A Part 23 rewrite could parallel the revitalization seen in the two-seat aircraft market after the introduction of consensus-based light sport aircraft (LSA) manufacturing rules in 2004. For a factory-built LSA, a manufacturer states it built an aircraft to ASTM consensus standards and the FAA audits the documents, validates the standards used and issues an airworthiness certificate for each aircraft built.

The market has decided the concept works. According to Dan Johnson, president of the Light Aircraft Manufacturers Association, there are currently 132 models of LSA built by about 90 manufacturers worldwide, with only “five or six” manufacturers dropping out over the last nine years as more enter.

Several LSA companies are already planning to produce certified four-seat aircraft under the new Part 23 rules, including Flight Design for the C4, Tecnam for the P2010, Evektor for the Cobra and Pipistrel for the Panthera. They are banking on significantly lower costs than a traditional certification, which for a four-place Part 23-certified aircraft today can cost an estimated $50-$75 million. Depending on the size of the production run, the sales price of each aircraft may have to be increased hundreds of thousands of dollars to cover the certification costs.

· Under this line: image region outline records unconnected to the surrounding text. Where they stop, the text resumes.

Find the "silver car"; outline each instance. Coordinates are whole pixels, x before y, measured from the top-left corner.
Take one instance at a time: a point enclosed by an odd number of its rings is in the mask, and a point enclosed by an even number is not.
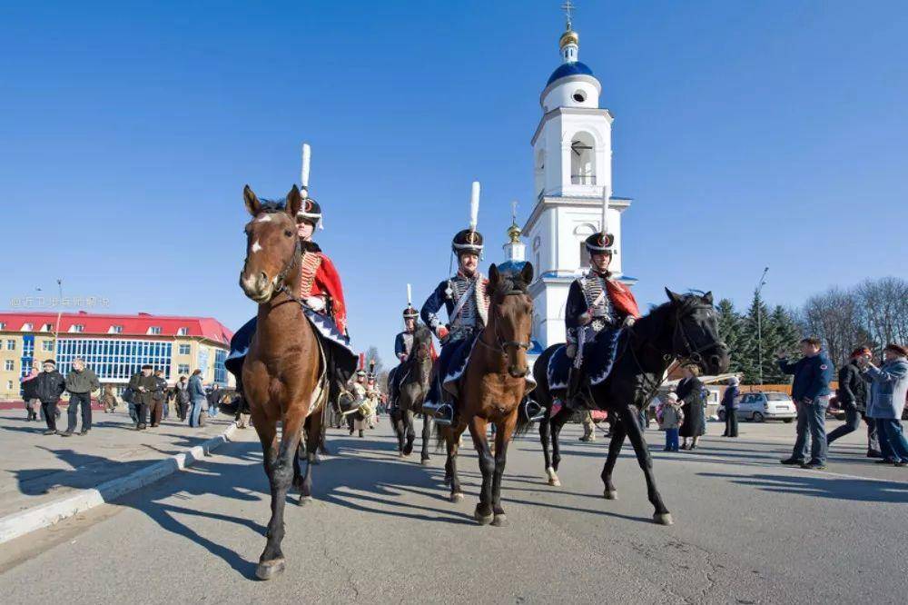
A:
[[[767,420],[791,422],[797,417],[794,402],[784,392],[745,392],[738,400],[738,408],[735,412],[738,420],[750,420],[755,422]],[[725,420],[725,408],[719,408],[719,420],[723,422]]]

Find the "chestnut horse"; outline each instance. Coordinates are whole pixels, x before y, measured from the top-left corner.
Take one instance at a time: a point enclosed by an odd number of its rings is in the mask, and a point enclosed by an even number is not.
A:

Terrafugia, builder of a light sport Transition roadable aircraft, is confident the new rules will allow it to make a four-place flying car that “drivers” can learn to operate in 5 hr. Priced similar to a “very high-end” luxury car, the TF-X will automatically avoid other traffic, bad weather and restricted and tower-controlled airspace, the company says. Along with an airframe parachute, the hybrid-electric aircraft will operate in manual or automatic modes as selected, including an option to auto-land at the nearest airport if the operator becomes non-responsive.